According to the research by an archaeological team in the burnt city, women comprised the most powerful group in this 5000-year-old city.

The archaeological team has found a great number of seals in the women's graves. In ancient societies, holding a seal was a sign of power, and was of 2 kinds: personal and governmental.

The burnt city ancient site located in Sistan-Baluchestan province, southeastern Iran, dates back to between 2000 and 3000 BC.

"In the ancient world, there were tools used as a means of economic control. Whoever had these tools at his disposal was among the most powerful people in the society", Mansour Sajjadi, the Iranian archaeologist responsible for excavations in the burnt city told CHN.

According to Sajjadi, during the excavations in the burnt city cemetery, 90% of the graves in which the seals were found belonged to women. Only 5% of these seals were found in men's graves.

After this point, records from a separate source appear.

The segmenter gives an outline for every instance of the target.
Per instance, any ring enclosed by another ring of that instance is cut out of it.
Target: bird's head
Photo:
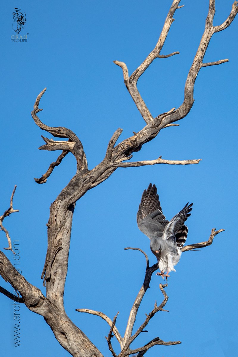
[[[161,240],[159,238],[154,238],[151,241],[151,248],[154,254],[159,254],[162,245]]]

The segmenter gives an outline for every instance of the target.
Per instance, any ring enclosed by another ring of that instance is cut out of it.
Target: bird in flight
[[[188,202],[169,222],[162,211],[155,185],[150,183],[142,195],[137,214],[138,227],[150,239],[151,249],[161,271],[157,274],[166,280],[170,271],[176,271],[174,266],[180,259],[188,231],[184,222],[191,215],[193,204]]]

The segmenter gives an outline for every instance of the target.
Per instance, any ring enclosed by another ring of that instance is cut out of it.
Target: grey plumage
[[[174,266],[179,261],[188,235],[188,227],[184,223],[191,215],[193,204],[187,203],[169,222],[163,213],[155,185],[150,183],[143,193],[137,214],[137,224],[150,239],[151,249],[162,273],[176,271]]]

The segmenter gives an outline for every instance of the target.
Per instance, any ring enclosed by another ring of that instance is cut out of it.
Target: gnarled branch
[[[224,229],[219,229],[218,231],[216,231],[216,228],[213,228],[212,230],[212,233],[208,241],[207,241],[206,242],[201,242],[199,243],[196,243],[195,244],[184,246],[182,248],[182,252],[187,252],[188,250],[193,250],[194,249],[197,249],[199,248],[204,248],[205,247],[211,245],[217,235],[218,234],[218,233],[220,233],[221,232],[223,232],[224,230]]]
[[[103,320],[106,321],[106,322],[107,322],[107,323],[108,323],[111,328],[112,326],[113,322],[110,318],[108,317],[105,313],[103,313],[103,312],[101,312],[101,311],[97,311],[94,310],[91,310],[90,309],[76,309],[76,310],[79,312],[86,312],[87,313],[90,314],[91,315],[95,315],[96,316],[99,316],[100,317],[101,317]],[[118,330],[116,327],[115,324],[114,324],[112,332],[114,334],[114,336],[116,336],[117,340],[121,346],[122,342],[122,339],[121,336],[119,333]]]

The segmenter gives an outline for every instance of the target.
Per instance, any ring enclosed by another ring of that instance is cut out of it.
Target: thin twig
[[[6,250],[11,250],[14,253],[14,251],[12,249],[11,241],[9,234],[9,232],[8,232],[8,231],[7,231],[7,230],[4,226],[2,224],[2,222],[3,222],[3,220],[4,218],[5,218],[5,217],[7,217],[8,216],[10,216],[11,213],[14,213],[15,212],[19,212],[19,210],[14,210],[12,208],[13,196],[14,196],[16,188],[16,186],[15,185],[15,186],[14,188],[13,191],[12,191],[12,193],[11,194],[11,199],[10,200],[10,207],[5,211],[2,216],[0,216],[0,230],[3,231],[5,232],[5,234],[6,235],[6,236],[9,245],[9,246],[7,248],[5,248],[4,249],[6,249]]]
[[[156,160],[148,160],[144,161],[137,161],[132,162],[114,162],[112,163],[112,166],[117,167],[133,167],[148,165],[155,165],[157,164],[164,164],[168,165],[191,165],[199,164],[202,159],[196,159],[194,160],[164,160],[159,157]]]
[[[107,337],[105,337],[105,338],[107,341],[108,348],[110,351],[111,352],[112,356],[113,356],[114,357],[117,357],[117,355],[115,353],[115,352],[114,351],[114,350],[112,348],[112,343],[111,342],[111,340],[112,338],[112,337],[113,337],[113,336],[112,335],[112,331],[113,331],[113,329],[115,326],[115,325],[116,324],[116,322],[117,320],[117,316],[118,313],[119,313],[119,311],[116,314],[116,316],[113,319],[113,321],[112,321],[112,324],[111,327],[111,328],[110,329],[110,331],[109,331],[109,333],[108,334],[108,336],[107,336]]]
[[[14,301],[17,301],[17,302],[19,302],[21,304],[24,303],[24,301],[22,297],[20,297],[19,295],[17,296],[16,295],[12,294],[10,292],[2,286],[0,286],[0,292],[6,296],[7,296],[9,299],[13,300]]]
[[[209,66],[216,66],[217,65],[220,65],[222,63],[225,63],[226,62],[228,62],[229,59],[227,58],[226,60],[220,60],[219,61],[216,61],[214,62],[207,62],[207,63],[202,63],[202,67],[208,67]]]
[[[64,157],[65,157],[69,152],[64,151],[62,152],[60,156],[58,157],[56,161],[52,162],[49,166],[49,168],[47,170],[45,174],[42,175],[41,177],[39,178],[34,178],[34,180],[37,183],[45,183],[47,181],[47,178],[49,177],[53,171],[56,166],[59,165]]]
[[[111,327],[112,326],[113,322],[112,320],[110,317],[108,317],[108,316],[107,316],[105,313],[103,313],[103,312],[101,312],[101,311],[95,311],[94,310],[91,310],[89,309],[76,309],[76,311],[78,311],[79,312],[86,312],[87,313],[89,313],[91,315],[95,315],[96,316],[98,316],[106,321],[108,323],[110,327]],[[115,325],[113,328],[112,332],[119,343],[121,346],[122,339],[118,330]]]
[[[139,248],[131,248],[131,247],[127,247],[127,248],[124,248],[124,250],[127,250],[128,249],[131,249],[132,250],[138,250],[140,252],[141,252],[146,257],[146,266],[148,267],[149,267],[149,259],[148,258],[148,257],[145,252]]]

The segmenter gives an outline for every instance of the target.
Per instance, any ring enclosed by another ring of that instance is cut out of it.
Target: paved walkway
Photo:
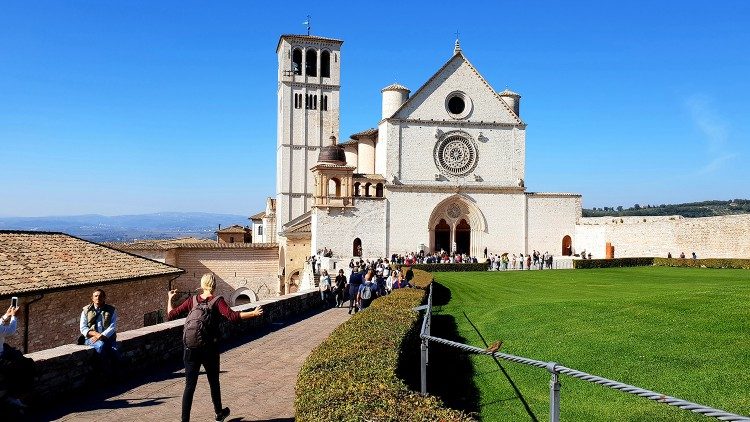
[[[313,348],[347,320],[345,308],[329,309],[307,319],[272,327],[270,333],[221,355],[221,393],[231,408],[228,421],[293,421],[297,373]],[[193,421],[214,420],[208,381],[201,372],[193,401]],[[180,419],[185,371],[161,371],[139,385],[97,394],[76,404],[50,409],[40,420],[173,421]],[[106,384],[107,380],[102,380]],[[87,397],[87,396],[82,396]]]

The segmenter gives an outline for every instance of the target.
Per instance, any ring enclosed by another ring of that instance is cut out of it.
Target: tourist
[[[31,392],[34,361],[5,343],[5,337],[17,331],[17,312],[18,306],[10,306],[0,317],[0,414],[9,419],[18,416],[21,420],[26,411],[21,400]]]
[[[372,270],[367,272],[365,282],[357,290],[357,307],[360,311],[366,309],[376,297],[378,297],[378,286],[373,282]]]
[[[331,276],[328,275],[328,270],[323,270],[319,288],[320,300],[323,301],[323,306],[327,308],[331,304]]]
[[[224,421],[229,416],[229,408],[221,405],[221,387],[219,385],[219,316],[231,321],[257,318],[263,315],[260,306],[254,311],[233,311],[221,296],[214,296],[216,278],[213,274],[201,277],[203,293],[192,296],[180,306],[172,308],[172,298],[177,290],[167,294],[167,319],[173,320],[183,314],[183,342],[185,346],[185,391],[182,393],[182,421],[190,420],[190,409],[193,407],[193,395],[198,383],[200,367],[206,370],[206,378],[211,390],[211,401],[214,405],[217,421]]]
[[[340,269],[339,274],[336,276],[336,279],[334,280],[334,285],[333,285],[337,308],[344,304],[344,286],[345,285],[346,285],[346,276],[344,275],[344,270]]]
[[[117,350],[117,311],[106,300],[104,290],[94,290],[91,303],[81,311],[79,328],[84,344],[93,347],[100,355],[111,357]]]
[[[352,313],[352,310],[356,314],[359,309],[355,306],[355,302],[357,301],[357,292],[359,292],[359,286],[362,285],[364,280],[362,279],[364,277],[363,273],[365,271],[365,267],[360,267],[359,271],[352,271],[352,274],[349,276],[349,314]]]

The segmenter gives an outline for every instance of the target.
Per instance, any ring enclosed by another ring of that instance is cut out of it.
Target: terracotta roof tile
[[[0,230],[0,296],[182,272],[64,233]]]

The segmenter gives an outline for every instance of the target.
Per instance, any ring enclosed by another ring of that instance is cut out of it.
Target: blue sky
[[[344,40],[341,137],[466,57],[519,92],[526,186],[587,208],[750,198],[750,2],[4,1],[0,215],[251,215],[276,43]]]

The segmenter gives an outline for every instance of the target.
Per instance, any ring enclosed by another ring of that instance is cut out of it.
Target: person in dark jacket
[[[253,311],[237,312],[229,307],[223,297],[219,296],[214,298],[216,278],[213,274],[205,274],[201,277],[201,289],[203,289],[203,293],[195,298],[189,297],[176,308],[172,308],[172,298],[177,293],[177,290],[170,290],[167,300],[167,319],[171,321],[183,314],[189,313],[190,310],[193,309],[193,306],[199,301],[212,304],[211,312],[213,312],[212,318],[214,321],[219,319],[219,315],[231,322],[238,322],[242,319],[257,318],[263,315],[263,309],[261,309],[260,306]],[[190,409],[193,407],[193,395],[195,394],[195,386],[198,383],[198,374],[200,373],[201,365],[203,365],[206,370],[206,378],[208,378],[208,385],[211,389],[211,401],[214,404],[216,420],[223,421],[229,416],[229,408],[221,406],[218,344],[220,333],[218,333],[218,329],[216,328],[218,326],[214,325],[214,327],[216,332],[210,333],[212,335],[212,341],[208,344],[194,348],[187,347],[187,345],[185,346],[185,391],[182,394],[183,422],[190,420]]]

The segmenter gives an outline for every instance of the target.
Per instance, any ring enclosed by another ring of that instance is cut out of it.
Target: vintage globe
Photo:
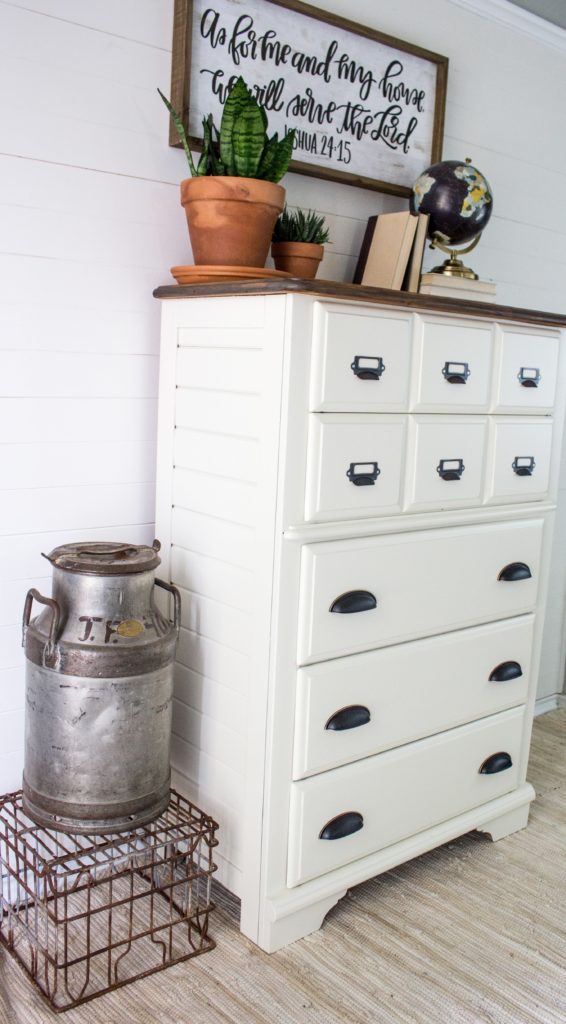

Sajjadi said, "Since we know that seals were buried with their owners 5000 years ago, it is reasonable to think the most important seals for the economic activities in the burnt city belonged to women. As the men worked as farmers and craftsmen away from the city, they reasonably had to give the seals to women who were always in the city, so that they were able to solve the problems of the city immediately."

After 8 season of research in the burnt city, this 5000-year-old site dating back to 3 or 4000 years ago still holds many secrets within. The burnt city was civilized and developed, and cherished very important ancient crafts including jewelry making and pottery. Last month, the oldest backgammon in the world along with its 60 pieces was unearthed beneath the rubble of this legendary city.